Follow me on                 

Aalok Khandekar

Aalok Khandekar

I am Assistant Professor of Anthropology/ Sociology at Department of Liberal Arts, Indian Institute of Technology Hyderabad (IITH). I hold B.E. and M.S. degrees in Electrical Engineering (Veermata Jijabai Technological Institute, Mumbai University (India, 2002) and Pennsylvania State University (U.S.A., 2004) respectively), and a Ph.D. in Science and Technology Studies (STS) from the STS Department at Rensselaer Polytechnic Institute (U.S.A., 2010). Before joining the faculty at IITH, I have held academic appointments at the Faculty of Arts and Social Sciences, Maastricht University (Netherlands) and the School of Engineering, Rensselaer Polytechnic Institute (U.S.A.).

At the broadest level, my research explores the interconnections between science, technology, and society writ large. My doctoral research examined the transnational movements of engineering students and professionals between India and the United States, as a window into understanding emergent contours of a globalized knowledge economy. Since, I have also explored the role of science, technology, and engineering in advancing Development and Sustainability goals, in particular as part of the Nanotechnologies for Development project housed at the Maastricht University Science, Technology, and Society Studies (MUSTS) research group.

My ongoing research seeks to understand and develop interdisciplinary collaborative capacity among variously positioned social actors (among researchers in the sciences, engineering, and the humanities and social sciences, policy makers, and civil society based advocates, for example) that is necessary to address complex sustainability challenges of the twenty-first century. In my rendering, such collaborations have many dimensions: they are simultaneously a problem of culture, of data, of infrastructure, and of ethics. Even as interdisciplinarity and collaboration have come to be valorized among scholarly and funding ecologies, models for actualizing such work are not yet readily available. Appropriate vocabularies, pedagogies, institutional reward structures, organizational modes, and ethical dispositions all need to be figured out still for meaningful interdisciplinary collaborations to take hold. In my current work, I participate in and help shape collaborations (with techno-scientific communities especially) that in turn also become objects of ethnographic scrutiny.

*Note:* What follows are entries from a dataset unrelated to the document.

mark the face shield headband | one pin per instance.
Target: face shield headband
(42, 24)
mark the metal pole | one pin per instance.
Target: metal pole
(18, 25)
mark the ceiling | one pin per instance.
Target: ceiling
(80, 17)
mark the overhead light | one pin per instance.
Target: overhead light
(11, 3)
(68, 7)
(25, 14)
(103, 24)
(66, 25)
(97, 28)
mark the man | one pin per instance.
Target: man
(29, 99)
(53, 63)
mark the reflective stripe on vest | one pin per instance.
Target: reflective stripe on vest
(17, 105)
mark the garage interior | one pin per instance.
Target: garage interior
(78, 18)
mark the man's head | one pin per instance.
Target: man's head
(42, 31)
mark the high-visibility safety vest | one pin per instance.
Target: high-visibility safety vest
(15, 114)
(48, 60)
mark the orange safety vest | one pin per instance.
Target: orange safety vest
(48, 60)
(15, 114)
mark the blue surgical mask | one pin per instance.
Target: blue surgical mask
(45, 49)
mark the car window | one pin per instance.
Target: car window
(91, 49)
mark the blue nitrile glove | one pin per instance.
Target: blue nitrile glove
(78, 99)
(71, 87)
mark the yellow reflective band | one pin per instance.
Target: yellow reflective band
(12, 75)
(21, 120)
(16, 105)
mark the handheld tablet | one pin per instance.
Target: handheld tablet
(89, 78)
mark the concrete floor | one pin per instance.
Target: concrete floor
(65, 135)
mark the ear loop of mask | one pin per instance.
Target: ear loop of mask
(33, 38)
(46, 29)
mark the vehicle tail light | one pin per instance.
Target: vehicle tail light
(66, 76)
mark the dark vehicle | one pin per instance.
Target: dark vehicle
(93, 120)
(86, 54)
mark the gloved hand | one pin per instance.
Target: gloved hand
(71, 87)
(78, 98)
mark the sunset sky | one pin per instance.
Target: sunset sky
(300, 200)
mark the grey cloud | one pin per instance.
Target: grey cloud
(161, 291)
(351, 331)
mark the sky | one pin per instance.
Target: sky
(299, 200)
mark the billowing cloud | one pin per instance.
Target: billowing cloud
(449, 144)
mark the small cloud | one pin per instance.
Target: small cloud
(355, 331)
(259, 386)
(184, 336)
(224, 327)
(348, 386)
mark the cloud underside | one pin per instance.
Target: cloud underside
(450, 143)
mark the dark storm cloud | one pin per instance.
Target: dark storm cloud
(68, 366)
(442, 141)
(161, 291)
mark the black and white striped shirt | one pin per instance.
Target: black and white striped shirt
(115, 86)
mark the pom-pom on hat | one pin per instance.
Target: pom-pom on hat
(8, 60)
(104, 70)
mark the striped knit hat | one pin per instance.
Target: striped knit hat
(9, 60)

Two projects that I am currently are particularly noteworthy in this context. First, I currently lead a collaborative research project focused on the cultural, political, and techno-scientific dimensions of air pollution governance in five Indian cities (Bengaluru, Chennai, Delhi, Hyderabad, and Pune). This project coordinates with similar research being conducted in other cities globally (including Albany (NY), Beijing, Houston, Los Angeles, New York City, Paris, and Philadelphia). Project findings and analysis are documented on an ongoing basis on The Asthma Files platform. The Asthma Files runs as an instance of the Platform for Experimental and Collaborative Ethnography (PECE platform), which is itself an ongoing effort to create (Drupal-based) open source research infrastructure that can simultaneously become a public archive and also enable transnational collaborative research in the Humanities and Social Sciences.

Second, I am helping develop the STS Across Borders initiative, which will take the form of a physical exhibit at the upcoming annual conference of the Society for the Social Studies of Science (4S) to be held in Sydney, Australia from Aug 29 through Sept 1, 2018 and a digital archive with varied materials (scholarly texts, media and other reports, audio/video interviews, field research images, videos etc.) that will continue to be developed beyond the Sydney meetings. STS Across Borders aims to become an archive for the field of STS, helping identify various intellectual genealogies for scholarly engagements and establish grounds for a deeply diverse, plural, and transnational field of scholarly inquiry.

I teach a wide variety of courses at the intersection of cultural anthropology, STS, and South Asian studies at both the undergraduate and graduate levels. Courses I have taught include: Urban Futures, Globalization Studies, Network Society, Advanced Introduction to STS, and Ethnographic Research Design. I have also developed curricula for an undergraduate minor program on India Studies at Maastricht University and on Engineering & Society at Rensselaer Polytechnic Institute.